Borehole regulation proposals spark backlash – Flapraze.buzz

Borehole regulation proposals spark backlash

While some experts have welcomed proposals to monitor and regulate borehole drilling and groundwater extraction by the department of water and sanitation, others have said they are ill-thought out and could be damaging to the economy.

John Weaver, a consulting hydrogeologist with some 50 years of experience, who is also chair of South African National Bottled Water Association (Sanbwa), said the “rather ridiculous” proposals had elicited “an enormous negative response” from the experts.

Regulations could threaten jobs

Weaver said, in his personal capacity, he had submitted a rebuttal regarding one specific point.

“This point says no borehole will be allowed within 500 metres of a ‘critical vegetation biome’ as declared by Sanbi [SA National Biodiversity Institute]. I have cited over 100 boreholes in the Western Cape that would fall,” he said.

“These boreholes are mainly for water supply to export fruit orchards and vineyards. The orchards are usually located on shales of the Bokkeveld formation and the boreholes are located close to or in the more rugged terrain of the Table Mountain sandstones, and thus in Fynbos Biome.

“Closing these boreholes and many hundreds of other similar boreholes previously approved by department effectively means 300 000 to 500 000 people losing their jobs.”

Weaver added: “This small section within the proposed legislation has been written by someone with their heads in the clouds and without practical experience.”

He also addressed the issue of where extraction by suburban borehole owners would impact aquifers: “A borehole within the suburban environment used for garden watering uses very little water. To require such a borehole to be pump-tested is a ridiculous waste of money and is further demonstration of the impracticality and ridiculousness of this proposed legislation.”

Industry leaders call for practical implementation

Sanbwa CEO Charlotte Metcalf added: “SA groundwater is a precious resource and should be protected and monitored – which is already the case with commercial use. Sanbwa members adhere to all legislation required for the protection and sustainability of groundwater sources.”

The Groundwater Division of South Africa chair Roger Diamond has welcomed the attempt to regulate groundwater usage.

“With the country’s water resources mostly fully allocated and even oversubscribed, good regulation can provide useful data, create awareness of water shortages and give an incentive for responsible use,” he said.

“However, regulation in South Africa needs to be mindful of several issues.”

Diamond added there was a tremendous inequality in the country, where some people have access to water in many ways and have ample ability to monitor, measure and adapt, whereas other people rely solely on one resource and have no alternatives should it fail.

He noted the extreme lack of law enforcement in most areas, but particularly of environmental legislation, and added that regulations need to be drafted with these realities in mind.
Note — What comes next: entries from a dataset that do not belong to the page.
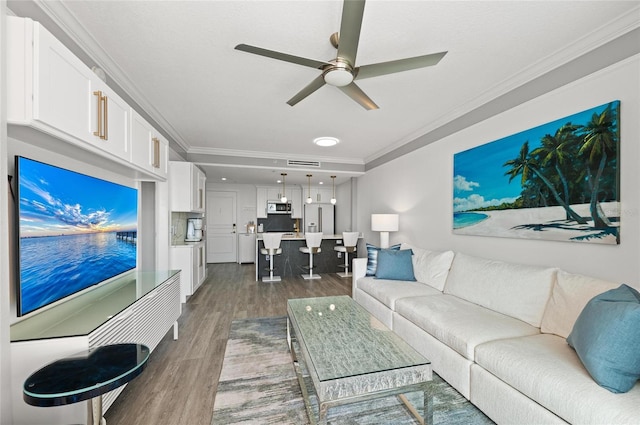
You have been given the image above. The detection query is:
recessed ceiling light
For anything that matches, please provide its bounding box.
[313,137,340,147]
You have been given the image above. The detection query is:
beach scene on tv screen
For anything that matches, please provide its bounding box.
[18,158,138,315]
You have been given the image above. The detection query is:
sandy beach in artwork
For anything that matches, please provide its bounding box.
[453,202,620,244]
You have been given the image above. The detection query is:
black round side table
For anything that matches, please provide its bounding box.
[23,344,149,425]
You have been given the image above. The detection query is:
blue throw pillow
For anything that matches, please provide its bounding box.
[567,285,640,393]
[367,243,400,276]
[376,249,416,280]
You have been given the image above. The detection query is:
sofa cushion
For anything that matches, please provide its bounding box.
[395,295,540,360]
[367,243,400,276]
[376,249,416,281]
[413,251,454,291]
[357,277,442,310]
[540,270,620,338]
[476,334,640,424]
[567,285,640,393]
[444,253,556,327]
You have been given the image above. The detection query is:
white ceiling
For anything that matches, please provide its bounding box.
[10,0,640,183]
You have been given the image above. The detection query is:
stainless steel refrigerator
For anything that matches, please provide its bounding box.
[304,203,335,235]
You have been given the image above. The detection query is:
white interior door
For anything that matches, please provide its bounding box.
[206,192,238,263]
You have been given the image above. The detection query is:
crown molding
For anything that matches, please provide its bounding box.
[364,5,640,166]
[33,0,191,152]
[188,148,365,165]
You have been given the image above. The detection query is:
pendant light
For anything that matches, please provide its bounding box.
[307,174,313,204]
[280,173,287,203]
[331,176,337,205]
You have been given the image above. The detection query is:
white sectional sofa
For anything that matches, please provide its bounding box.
[353,244,640,425]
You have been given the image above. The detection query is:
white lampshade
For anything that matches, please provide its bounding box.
[371,214,398,232]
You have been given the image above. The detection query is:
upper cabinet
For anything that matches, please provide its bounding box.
[256,186,303,218]
[7,16,169,180]
[169,161,207,212]
[131,109,169,178]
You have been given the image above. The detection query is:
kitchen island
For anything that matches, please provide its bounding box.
[256,233,362,280]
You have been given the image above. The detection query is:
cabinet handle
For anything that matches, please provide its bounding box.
[151,137,160,168]
[93,90,102,139]
[101,96,109,140]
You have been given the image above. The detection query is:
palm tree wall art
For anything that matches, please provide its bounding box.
[453,101,620,244]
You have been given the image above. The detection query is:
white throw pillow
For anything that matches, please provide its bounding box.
[400,242,424,256]
[412,250,454,291]
[540,270,620,338]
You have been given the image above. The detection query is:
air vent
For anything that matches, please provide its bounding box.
[287,159,320,168]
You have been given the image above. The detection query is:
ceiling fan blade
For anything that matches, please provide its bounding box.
[287,75,325,106]
[235,44,331,69]
[338,83,378,111]
[338,0,364,66]
[355,52,447,80]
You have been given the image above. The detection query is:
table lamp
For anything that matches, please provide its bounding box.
[371,214,398,248]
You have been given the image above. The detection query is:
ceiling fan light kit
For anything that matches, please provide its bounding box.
[235,0,447,110]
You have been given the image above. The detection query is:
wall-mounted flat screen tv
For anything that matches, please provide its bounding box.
[16,156,138,316]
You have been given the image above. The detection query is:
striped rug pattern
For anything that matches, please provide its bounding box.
[212,317,493,425]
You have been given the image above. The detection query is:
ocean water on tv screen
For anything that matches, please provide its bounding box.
[20,232,136,314]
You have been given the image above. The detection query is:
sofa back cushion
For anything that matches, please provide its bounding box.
[401,243,454,292]
[540,270,620,338]
[444,253,556,328]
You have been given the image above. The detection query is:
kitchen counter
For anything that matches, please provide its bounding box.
[256,232,362,280]
[257,232,362,241]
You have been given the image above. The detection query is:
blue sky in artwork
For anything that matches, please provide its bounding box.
[19,158,138,237]
[453,103,609,211]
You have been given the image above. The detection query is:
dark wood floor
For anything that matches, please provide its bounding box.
[105,263,351,425]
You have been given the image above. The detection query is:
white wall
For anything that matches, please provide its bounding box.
[357,56,640,288]
[335,180,357,234]
[207,181,258,233]
[0,0,11,424]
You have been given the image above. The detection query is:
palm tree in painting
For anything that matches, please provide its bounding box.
[578,105,617,229]
[531,123,579,219]
[503,140,587,224]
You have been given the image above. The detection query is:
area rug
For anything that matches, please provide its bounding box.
[212,317,493,425]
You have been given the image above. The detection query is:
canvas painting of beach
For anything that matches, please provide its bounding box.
[453,101,620,244]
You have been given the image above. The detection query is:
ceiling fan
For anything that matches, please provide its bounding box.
[235,0,447,110]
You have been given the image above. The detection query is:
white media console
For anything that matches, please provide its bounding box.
[11,270,182,425]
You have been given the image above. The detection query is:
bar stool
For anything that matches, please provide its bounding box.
[333,232,360,277]
[300,232,322,279]
[260,233,284,282]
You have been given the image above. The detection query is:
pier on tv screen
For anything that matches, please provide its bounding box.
[16,156,138,316]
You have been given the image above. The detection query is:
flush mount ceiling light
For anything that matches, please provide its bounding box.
[313,137,340,147]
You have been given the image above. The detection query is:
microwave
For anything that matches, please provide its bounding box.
[267,201,291,214]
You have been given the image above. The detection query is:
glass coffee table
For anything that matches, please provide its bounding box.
[287,296,433,424]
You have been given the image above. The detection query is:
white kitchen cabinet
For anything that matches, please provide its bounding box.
[238,233,256,264]
[311,187,333,204]
[169,161,207,212]
[7,17,130,161]
[169,241,207,303]
[130,109,169,179]
[287,187,304,218]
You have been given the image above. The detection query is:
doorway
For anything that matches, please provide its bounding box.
[207,192,238,263]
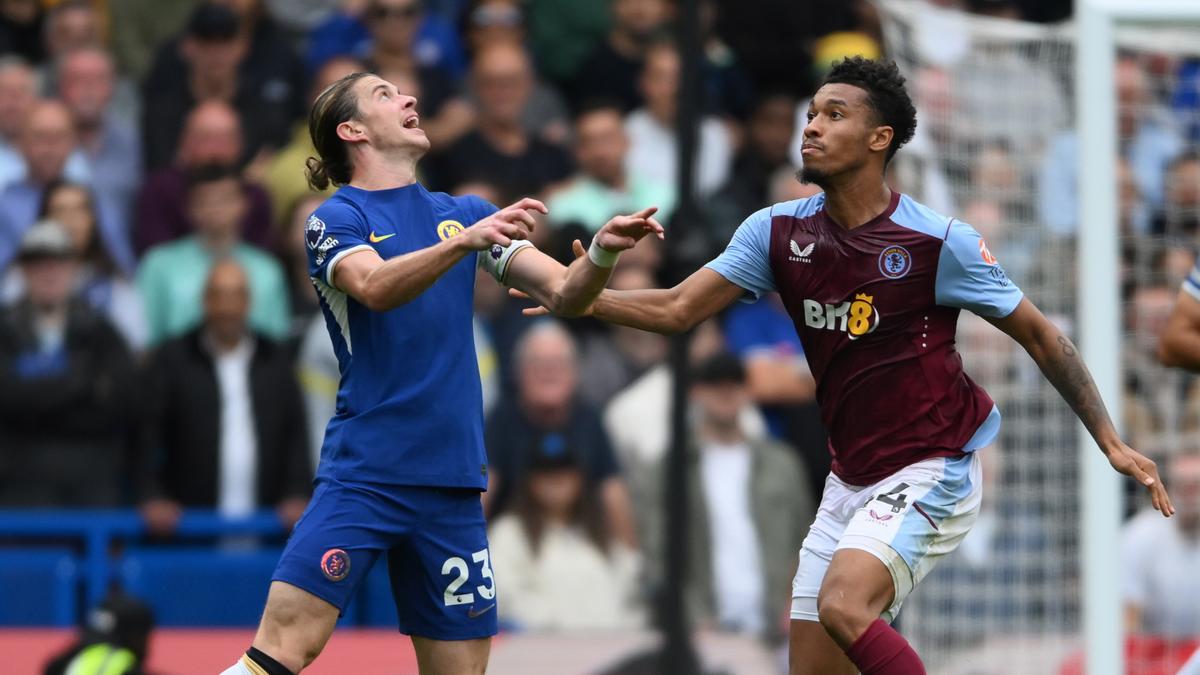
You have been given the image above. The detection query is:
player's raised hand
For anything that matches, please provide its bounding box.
[462,197,550,251]
[595,207,664,251]
[1108,443,1175,518]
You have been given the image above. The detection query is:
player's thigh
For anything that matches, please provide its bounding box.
[413,637,492,675]
[388,488,497,641]
[828,454,982,621]
[254,581,338,665]
[787,619,858,675]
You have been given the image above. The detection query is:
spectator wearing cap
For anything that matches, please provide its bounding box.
[142,0,302,169]
[133,101,274,255]
[142,257,312,533]
[635,353,816,645]
[137,166,292,345]
[42,592,154,675]
[487,420,646,631]
[0,100,133,271]
[0,221,137,507]
[484,321,636,545]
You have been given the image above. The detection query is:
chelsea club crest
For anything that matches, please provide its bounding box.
[880,246,912,279]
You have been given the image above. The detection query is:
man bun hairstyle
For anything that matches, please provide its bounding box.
[305,72,371,191]
[822,56,917,163]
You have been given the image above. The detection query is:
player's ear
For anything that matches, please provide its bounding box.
[337,120,366,143]
[869,126,895,153]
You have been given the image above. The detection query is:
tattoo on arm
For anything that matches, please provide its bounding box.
[1038,335,1112,449]
[1058,335,1075,357]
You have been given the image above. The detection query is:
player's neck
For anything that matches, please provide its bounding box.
[824,172,892,229]
[350,154,416,190]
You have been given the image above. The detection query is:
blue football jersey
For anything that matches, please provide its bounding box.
[305,184,523,489]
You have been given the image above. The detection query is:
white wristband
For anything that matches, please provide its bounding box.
[588,238,620,268]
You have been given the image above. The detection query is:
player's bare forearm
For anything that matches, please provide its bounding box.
[592,268,745,334]
[990,299,1121,454]
[334,238,474,312]
[1026,322,1120,446]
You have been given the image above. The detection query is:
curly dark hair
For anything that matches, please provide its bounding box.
[821,56,917,163]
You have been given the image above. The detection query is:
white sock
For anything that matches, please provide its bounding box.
[221,658,254,675]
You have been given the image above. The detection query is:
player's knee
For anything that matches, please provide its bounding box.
[817,591,876,649]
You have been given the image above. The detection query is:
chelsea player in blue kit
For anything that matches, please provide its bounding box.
[226,73,662,675]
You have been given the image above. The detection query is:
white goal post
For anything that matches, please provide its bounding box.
[1075,0,1200,675]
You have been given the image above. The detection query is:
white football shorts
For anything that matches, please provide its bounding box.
[792,453,983,622]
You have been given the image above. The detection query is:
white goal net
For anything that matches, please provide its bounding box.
[878,0,1200,675]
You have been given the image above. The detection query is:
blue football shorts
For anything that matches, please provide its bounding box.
[271,479,497,640]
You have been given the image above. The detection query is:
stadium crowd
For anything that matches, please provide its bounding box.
[0,0,1200,658]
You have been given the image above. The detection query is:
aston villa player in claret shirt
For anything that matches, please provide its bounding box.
[520,58,1174,675]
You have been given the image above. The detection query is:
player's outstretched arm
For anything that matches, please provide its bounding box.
[1158,291,1200,372]
[506,207,662,316]
[334,194,546,312]
[988,298,1175,516]
[510,239,745,335]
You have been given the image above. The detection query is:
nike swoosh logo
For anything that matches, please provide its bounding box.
[467,603,496,619]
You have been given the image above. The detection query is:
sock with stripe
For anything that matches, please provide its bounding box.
[846,619,925,675]
[221,647,295,675]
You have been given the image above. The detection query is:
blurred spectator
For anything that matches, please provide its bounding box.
[625,42,733,197]
[106,0,199,82]
[462,0,526,54]
[724,293,830,495]
[604,317,767,475]
[707,94,796,234]
[1152,150,1200,243]
[307,0,467,80]
[38,183,149,352]
[1041,56,1183,234]
[484,321,636,545]
[524,0,612,90]
[56,47,142,227]
[263,56,364,223]
[716,0,862,96]
[142,258,313,533]
[43,592,154,675]
[138,166,292,345]
[133,101,274,255]
[637,354,820,644]
[142,0,304,169]
[458,0,570,143]
[1121,452,1200,638]
[0,55,37,190]
[0,96,133,271]
[580,265,668,408]
[38,0,142,124]
[487,429,646,631]
[574,0,674,113]
[0,221,137,507]
[546,101,676,233]
[0,0,46,64]
[426,43,572,195]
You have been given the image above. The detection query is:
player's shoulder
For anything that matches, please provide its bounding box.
[892,193,970,240]
[755,192,824,221]
[308,190,366,225]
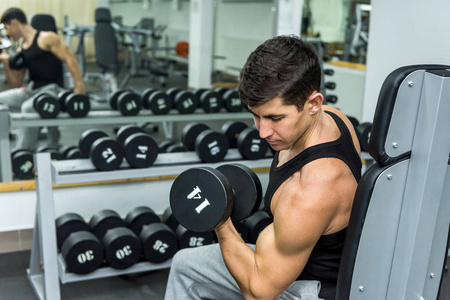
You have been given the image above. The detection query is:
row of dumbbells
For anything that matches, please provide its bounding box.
[55,206,271,274]
[109,87,245,116]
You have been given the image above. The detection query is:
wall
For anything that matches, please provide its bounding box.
[363,0,450,121]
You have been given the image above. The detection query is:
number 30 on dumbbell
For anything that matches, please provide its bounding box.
[170,164,262,232]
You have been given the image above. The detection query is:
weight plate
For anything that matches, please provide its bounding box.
[123,132,158,168]
[102,227,142,270]
[148,91,173,115]
[141,88,158,109]
[181,122,209,151]
[117,92,142,116]
[125,206,161,235]
[64,93,91,118]
[217,164,262,222]
[116,124,144,145]
[200,90,223,113]
[55,213,89,249]
[139,223,178,264]
[223,90,245,112]
[170,167,233,232]
[220,121,248,149]
[237,128,270,160]
[78,129,108,158]
[174,91,198,114]
[11,149,34,180]
[195,129,228,163]
[175,225,215,249]
[89,137,124,171]
[244,210,272,244]
[61,231,104,274]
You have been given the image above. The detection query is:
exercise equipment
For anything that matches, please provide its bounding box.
[33,92,61,119]
[181,122,228,163]
[58,91,91,118]
[109,90,142,116]
[116,124,158,168]
[141,88,174,115]
[11,148,34,180]
[166,87,198,114]
[170,164,262,232]
[89,209,142,269]
[78,129,124,171]
[125,206,178,263]
[221,121,270,160]
[55,213,104,274]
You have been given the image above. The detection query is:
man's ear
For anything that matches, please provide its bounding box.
[307,92,323,115]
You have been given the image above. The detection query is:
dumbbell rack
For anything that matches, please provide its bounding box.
[27,149,272,300]
[0,105,251,182]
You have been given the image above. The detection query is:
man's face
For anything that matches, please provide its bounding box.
[249,97,307,151]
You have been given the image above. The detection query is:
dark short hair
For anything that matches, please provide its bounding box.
[238,36,321,110]
[0,7,27,24]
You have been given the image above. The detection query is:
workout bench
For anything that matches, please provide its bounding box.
[336,65,450,300]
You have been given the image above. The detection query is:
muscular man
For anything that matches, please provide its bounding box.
[0,8,85,149]
[166,36,361,300]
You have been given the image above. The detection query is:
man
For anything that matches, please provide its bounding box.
[166,36,361,300]
[0,7,85,149]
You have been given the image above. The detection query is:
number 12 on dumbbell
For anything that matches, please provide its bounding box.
[170,164,262,232]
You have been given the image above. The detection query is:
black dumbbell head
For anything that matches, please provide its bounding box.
[139,223,179,263]
[78,129,108,158]
[89,137,124,171]
[123,132,159,168]
[148,91,173,115]
[220,121,248,149]
[102,227,142,270]
[61,231,104,275]
[181,122,209,151]
[125,206,161,235]
[170,167,233,232]
[237,128,270,160]
[55,212,89,249]
[11,149,34,180]
[33,93,61,119]
[217,164,262,222]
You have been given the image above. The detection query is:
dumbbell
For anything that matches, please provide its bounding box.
[58,91,91,118]
[242,210,272,244]
[195,89,223,113]
[355,122,372,151]
[116,125,158,168]
[55,213,104,274]
[141,88,173,115]
[78,129,124,171]
[221,121,270,160]
[33,92,61,119]
[181,122,228,163]
[125,206,178,263]
[59,145,82,159]
[89,209,142,269]
[169,164,262,232]
[166,87,198,114]
[162,207,215,249]
[36,146,64,160]
[109,90,142,116]
[11,148,34,180]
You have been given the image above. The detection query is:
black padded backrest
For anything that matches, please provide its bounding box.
[94,7,119,73]
[30,14,57,32]
[336,65,449,300]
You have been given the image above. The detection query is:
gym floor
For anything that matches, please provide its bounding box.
[0,64,450,300]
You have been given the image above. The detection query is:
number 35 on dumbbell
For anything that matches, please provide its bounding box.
[170,164,262,232]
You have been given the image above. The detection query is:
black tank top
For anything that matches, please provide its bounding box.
[22,31,64,89]
[265,111,362,300]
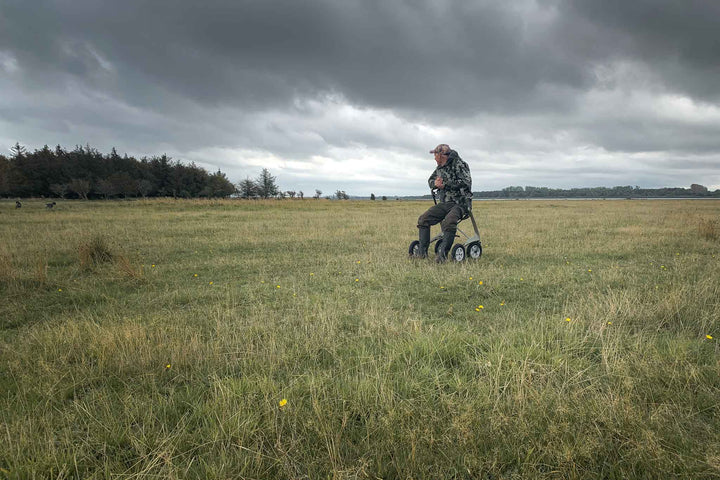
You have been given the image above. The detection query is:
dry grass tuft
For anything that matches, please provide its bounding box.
[0,253,17,281]
[116,255,143,280]
[34,255,48,285]
[78,235,114,269]
[698,218,718,240]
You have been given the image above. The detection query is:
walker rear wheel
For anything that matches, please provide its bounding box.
[450,245,465,263]
[408,240,420,257]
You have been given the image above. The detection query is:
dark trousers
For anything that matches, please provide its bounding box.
[418,202,464,259]
[418,202,464,235]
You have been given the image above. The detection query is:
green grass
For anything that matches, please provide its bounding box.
[0,200,720,479]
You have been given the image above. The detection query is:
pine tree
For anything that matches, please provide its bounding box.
[257,168,280,198]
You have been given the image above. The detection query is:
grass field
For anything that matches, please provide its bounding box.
[0,200,720,479]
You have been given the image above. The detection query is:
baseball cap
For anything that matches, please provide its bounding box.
[430,143,450,155]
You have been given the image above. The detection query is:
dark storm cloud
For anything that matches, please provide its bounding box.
[0,0,720,192]
[2,0,587,112]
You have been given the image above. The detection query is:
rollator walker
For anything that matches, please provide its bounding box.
[408,189,482,262]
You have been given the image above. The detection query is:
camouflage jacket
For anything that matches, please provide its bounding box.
[428,150,472,210]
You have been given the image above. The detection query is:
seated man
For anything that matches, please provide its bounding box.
[417,143,472,263]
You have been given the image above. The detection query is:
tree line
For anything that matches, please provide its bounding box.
[0,144,235,199]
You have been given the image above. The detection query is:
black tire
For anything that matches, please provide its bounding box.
[408,240,420,257]
[465,242,482,260]
[450,244,465,263]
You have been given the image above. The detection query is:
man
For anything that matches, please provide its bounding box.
[417,143,472,263]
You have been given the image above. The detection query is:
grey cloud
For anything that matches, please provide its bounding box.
[0,0,720,193]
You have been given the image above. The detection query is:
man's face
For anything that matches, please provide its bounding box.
[435,152,447,167]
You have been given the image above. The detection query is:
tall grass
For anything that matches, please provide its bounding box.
[0,200,720,479]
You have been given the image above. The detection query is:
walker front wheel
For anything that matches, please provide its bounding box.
[467,242,482,260]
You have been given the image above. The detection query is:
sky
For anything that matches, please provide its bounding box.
[0,0,720,196]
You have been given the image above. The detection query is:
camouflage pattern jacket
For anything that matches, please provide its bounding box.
[428,150,472,210]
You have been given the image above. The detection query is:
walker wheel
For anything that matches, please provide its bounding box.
[450,244,465,263]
Water security concerns fuel debate

WaterCAN water expert Ferrial Adam said better regulation and data collection should be seen as an effort to improve accountability, protect people from poor practices and prevent environmental harm – not as an attack on homeowners.

“WaterCAN recognises that many households, businesses and communities have turned to boreholes because of ongoing water supply failures and we are not opposed to the responsible use of groundwater,” she said.

“However, groundwater is a shared and finite public resource that must be properly managed to protect long-term water security for everyone.”

Farmer organisation TLU SA’s Bennie van Zyl said the government has made itself the custodian of water and therefore imposed a certain responsibility on itself, but isn’t fulfilling it.

Fear of growing bureaucratic burden

Van Zyl said it makes people uncomfortable when the state said they are taking everything under control, because they do not always get it right and then, at the end of the day, they cause a very big dilemma for the systems.

“If we watch how municipalities allow raw sewage into water sources, as in Rooiwal, the underground water becomes so polluted that it can no longer be used for humans or animals, or for food production,” he said.

Southern African Agri Initiative CEO Francois Rossouw said it supports the responsible protection of groundwater, but added these proposed regulations were overbroad, impractical and likely to punish compliant farmers, while doing very little to stop real abuse.

“The concern is that this turns ordinary farm boreholes into another bureaucratic compliance minefield,” Rossouw said.

“Farmers may now face compulsory registration, pump settings, yield tests, metering devices, annual reporting, water quality testing, municipal abstraction limits, departmental access for audits and criminal penalties for non-compliance.”

Rossouw said groundwater must be protected, but food producers cannot be buried under vague, costly and centralised red tape.